Christopher Young, leading Hashi Mohamed, appeared before Mr Justice Dove to defend Newcastle City Council’s recently adopted masterplan and two important planning permissions.

The Claimant, Persimmon Homes, a rival developer to two Interested Parties, sought to attack two planning consents, and an important Council document setting out the strategy for the next two decades, including on traffic and congestion. Acting on behalf of Bellway Homes, Chris Young and Hashi Mohamed sought to ensure that the permission pursuant to which 600 dwellings was to be built remained intact (East Middle Callerton, EMC). The other planning permission granted to Commercial Estates Group for 500 homes (West Middle Callerton WMC), a primary school and retail facilities was similarly upheld.
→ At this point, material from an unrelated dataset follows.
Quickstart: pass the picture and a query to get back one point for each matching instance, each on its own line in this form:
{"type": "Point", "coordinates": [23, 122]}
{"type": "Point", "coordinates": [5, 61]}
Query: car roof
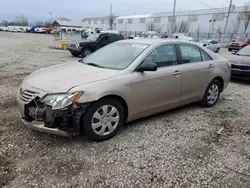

On the key Council document, the Masterplan, Mr Justice Dove stated at paragraph 47;

“In short, I am satisfied that the Masterplan provided that which policies CS3 and NN1 required. The Masterplan provides for a comprehensive, phased and coordinated approach to site development and sets out when and in relation to which phase the infrastructrure necessary for the whole of the Neighbourhood Growth Area should be provided. Both of these policies called for a Masterplan to be prepared, and preparing the Masterplan as a piece of informal planning policy was undoubtedly consistent with the requirements and expectations of both of those policies.”

On the two planning consents, Mr Justice Dove concluded, inter alia, at paragraph 58;

“For all these reasons I am unable to accept that there was any error of law in the consideration of the planning applications for EMC and WMC by the defendant.”

Christopher Young recently topped the junior’s category in the Planning Law Survey 2017, and simialrly topped the Residential Category.

Hashi Mohamed was highly rated in the juniors under 35 category in the Planning Law Survey 2017.